İkincisi , yüksek asgari ücret işçi çalıştırma maliyetini artırır. Firmalar teknoloji yoğun yatırımlara kayabilir. Bu etkiye İkame etkisi deniliyor.
Dünyada Neoklasik yaklaşımda bu paradigma , bu alanda 1990 sonrasında yapılan ampirik araştırmalar ile sona ermiştir. Özellikle Neoklasik paradigma Card ve Krueger’in 1990’lı yıllardaki çalışmalarından sonra sorgulanmaya başlanmıştır.
2021 de iki alanda verilen Nobel ekonomi ödüllerinden birisini David Card kazandı. Konu 1994 yılında Alain B. Krueger ile birlikte yaptıkları bir araştırmaya dayanıyor.
1992 yılında New Jersey _ Pennsylvania eyaletlerinde 400 fast-food sektöründe gözlem yaptılar. Her eyalet kendi asgari ücretini belirledi. New jersey saatlik asgari ücreti 5,05’ dolara çıkardı. Pennsylvania ise 4,25’ dolarda sabit tuttu. Araştırmadan çıkan sonuç ; Asgari ücretin artırıldığı New Jersey’de istihdam da arttı.
Bu araştırma ücret artışı ve istihdam arasındaki geleneksel anlayışı yıkan bir araştırma oldu.
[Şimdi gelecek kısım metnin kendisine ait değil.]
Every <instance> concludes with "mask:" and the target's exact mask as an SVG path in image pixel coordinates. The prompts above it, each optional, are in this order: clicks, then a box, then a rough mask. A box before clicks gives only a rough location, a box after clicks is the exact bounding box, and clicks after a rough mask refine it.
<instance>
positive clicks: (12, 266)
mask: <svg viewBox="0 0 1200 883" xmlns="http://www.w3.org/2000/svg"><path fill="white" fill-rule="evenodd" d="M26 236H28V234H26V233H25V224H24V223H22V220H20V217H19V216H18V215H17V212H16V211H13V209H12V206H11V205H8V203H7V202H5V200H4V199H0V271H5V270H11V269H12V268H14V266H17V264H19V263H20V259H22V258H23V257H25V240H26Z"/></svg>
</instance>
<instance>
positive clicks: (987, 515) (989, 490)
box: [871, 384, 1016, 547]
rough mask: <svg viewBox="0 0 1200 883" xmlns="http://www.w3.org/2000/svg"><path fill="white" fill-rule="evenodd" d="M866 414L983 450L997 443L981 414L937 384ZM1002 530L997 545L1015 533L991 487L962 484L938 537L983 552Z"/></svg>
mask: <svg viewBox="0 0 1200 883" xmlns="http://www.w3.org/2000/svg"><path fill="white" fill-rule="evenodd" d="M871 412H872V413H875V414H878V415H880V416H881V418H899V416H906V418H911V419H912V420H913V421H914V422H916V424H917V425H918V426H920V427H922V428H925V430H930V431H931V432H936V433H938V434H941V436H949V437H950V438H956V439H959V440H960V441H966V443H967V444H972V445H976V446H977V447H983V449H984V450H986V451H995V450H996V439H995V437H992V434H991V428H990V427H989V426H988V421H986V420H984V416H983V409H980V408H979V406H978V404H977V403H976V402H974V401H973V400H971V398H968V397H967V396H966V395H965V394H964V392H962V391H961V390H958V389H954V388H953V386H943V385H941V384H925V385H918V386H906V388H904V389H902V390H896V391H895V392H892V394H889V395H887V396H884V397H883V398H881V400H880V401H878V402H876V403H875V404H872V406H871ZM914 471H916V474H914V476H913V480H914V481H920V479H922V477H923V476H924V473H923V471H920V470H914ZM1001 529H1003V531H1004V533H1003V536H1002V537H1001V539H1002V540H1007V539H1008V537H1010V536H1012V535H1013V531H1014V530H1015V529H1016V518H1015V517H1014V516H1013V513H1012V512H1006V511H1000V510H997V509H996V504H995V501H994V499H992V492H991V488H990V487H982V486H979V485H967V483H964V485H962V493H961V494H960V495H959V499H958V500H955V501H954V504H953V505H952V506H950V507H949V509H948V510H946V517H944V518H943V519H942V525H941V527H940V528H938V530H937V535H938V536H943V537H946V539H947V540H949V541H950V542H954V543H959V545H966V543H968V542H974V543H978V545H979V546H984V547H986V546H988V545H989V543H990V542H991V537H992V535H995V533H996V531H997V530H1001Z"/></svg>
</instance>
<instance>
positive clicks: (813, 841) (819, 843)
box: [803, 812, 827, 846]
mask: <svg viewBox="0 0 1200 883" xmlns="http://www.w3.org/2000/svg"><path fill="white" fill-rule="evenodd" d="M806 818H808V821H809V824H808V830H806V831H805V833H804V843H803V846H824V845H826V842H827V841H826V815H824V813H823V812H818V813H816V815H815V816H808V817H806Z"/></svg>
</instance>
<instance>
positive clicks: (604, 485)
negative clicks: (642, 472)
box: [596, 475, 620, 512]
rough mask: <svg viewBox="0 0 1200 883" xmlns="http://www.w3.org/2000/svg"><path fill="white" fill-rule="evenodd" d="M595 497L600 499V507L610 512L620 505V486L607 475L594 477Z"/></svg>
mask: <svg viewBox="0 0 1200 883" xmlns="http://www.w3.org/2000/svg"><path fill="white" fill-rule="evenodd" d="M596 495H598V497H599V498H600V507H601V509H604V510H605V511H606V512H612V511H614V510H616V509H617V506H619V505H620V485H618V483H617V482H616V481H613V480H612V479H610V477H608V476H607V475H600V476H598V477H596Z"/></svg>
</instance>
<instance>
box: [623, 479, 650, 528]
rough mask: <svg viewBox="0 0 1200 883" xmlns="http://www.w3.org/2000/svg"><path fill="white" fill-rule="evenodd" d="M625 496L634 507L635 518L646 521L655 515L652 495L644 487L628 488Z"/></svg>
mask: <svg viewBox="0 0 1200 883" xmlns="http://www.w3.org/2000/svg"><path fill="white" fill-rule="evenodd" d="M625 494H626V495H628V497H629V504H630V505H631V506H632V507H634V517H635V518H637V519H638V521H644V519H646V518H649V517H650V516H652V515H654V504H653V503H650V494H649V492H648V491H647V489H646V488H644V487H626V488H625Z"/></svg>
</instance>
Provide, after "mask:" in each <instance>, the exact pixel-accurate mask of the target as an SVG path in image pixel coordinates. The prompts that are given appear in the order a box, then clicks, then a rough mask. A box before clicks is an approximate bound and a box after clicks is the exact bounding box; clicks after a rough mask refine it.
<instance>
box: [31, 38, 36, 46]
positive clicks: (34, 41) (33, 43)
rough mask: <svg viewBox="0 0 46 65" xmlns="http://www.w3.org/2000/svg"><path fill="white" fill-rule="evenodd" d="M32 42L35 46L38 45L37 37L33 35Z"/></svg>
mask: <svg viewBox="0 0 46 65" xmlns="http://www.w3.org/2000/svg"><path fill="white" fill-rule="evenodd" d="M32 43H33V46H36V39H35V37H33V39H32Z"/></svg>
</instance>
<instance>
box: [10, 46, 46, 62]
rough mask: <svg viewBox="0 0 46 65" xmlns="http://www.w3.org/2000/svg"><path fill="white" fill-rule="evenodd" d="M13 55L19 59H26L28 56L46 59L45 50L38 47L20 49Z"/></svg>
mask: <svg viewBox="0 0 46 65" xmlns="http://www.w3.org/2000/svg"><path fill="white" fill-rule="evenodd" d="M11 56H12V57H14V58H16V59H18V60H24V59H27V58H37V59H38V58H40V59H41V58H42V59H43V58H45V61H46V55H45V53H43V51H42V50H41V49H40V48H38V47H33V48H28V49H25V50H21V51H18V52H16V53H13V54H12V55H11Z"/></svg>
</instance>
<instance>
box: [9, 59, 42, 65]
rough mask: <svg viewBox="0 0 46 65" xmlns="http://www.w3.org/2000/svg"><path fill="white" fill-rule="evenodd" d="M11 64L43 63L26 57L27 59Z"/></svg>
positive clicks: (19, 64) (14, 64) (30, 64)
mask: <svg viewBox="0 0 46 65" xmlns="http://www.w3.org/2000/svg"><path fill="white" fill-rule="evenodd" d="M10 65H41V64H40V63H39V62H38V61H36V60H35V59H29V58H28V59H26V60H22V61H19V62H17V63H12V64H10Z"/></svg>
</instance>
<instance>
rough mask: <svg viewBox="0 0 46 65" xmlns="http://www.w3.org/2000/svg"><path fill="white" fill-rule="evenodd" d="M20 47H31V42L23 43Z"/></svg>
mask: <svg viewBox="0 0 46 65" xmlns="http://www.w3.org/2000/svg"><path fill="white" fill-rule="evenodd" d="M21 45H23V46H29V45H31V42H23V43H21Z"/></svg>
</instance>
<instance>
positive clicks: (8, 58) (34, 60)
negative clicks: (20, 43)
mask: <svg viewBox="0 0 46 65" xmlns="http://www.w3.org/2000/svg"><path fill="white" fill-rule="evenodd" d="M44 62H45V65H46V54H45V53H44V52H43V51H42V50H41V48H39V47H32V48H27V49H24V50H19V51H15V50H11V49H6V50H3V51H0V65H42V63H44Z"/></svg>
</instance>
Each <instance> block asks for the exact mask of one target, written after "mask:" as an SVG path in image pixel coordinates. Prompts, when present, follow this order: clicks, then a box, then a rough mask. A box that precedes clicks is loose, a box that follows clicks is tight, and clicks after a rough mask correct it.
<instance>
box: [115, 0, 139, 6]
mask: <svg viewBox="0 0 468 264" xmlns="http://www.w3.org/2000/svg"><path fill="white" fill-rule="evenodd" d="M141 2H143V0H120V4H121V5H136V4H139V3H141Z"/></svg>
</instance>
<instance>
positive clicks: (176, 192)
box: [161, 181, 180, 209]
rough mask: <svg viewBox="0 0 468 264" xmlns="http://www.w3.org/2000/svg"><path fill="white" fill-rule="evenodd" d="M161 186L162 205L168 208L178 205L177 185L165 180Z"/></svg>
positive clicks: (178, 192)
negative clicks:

Türkiye de işgücü verimliliği düşük olduğundan , asgari ücretin artırılması ve çalışma şartlarında iyileştirme, iş gücü verimliliğini artırır . İşletmeler için ücret artışından daha fazla üretim artışı ortaya çıkar. Büyümeyi pozitif etkiler.
Ücret artışları enflasyonda yaratmaz , çünkü talep artışı anında arz da artış olacak ve ayrıca verimlilik artacağı için birim başına üretim maliyeti düşecektir.
Öte yandan ücret artışları yoksulluk sınırının altına düşen nüfusun azalmasına neden olur. Sosyal barış sağlanır. Grev nedeniyle ortaya çıkacak muhtemel maliyetler azalır.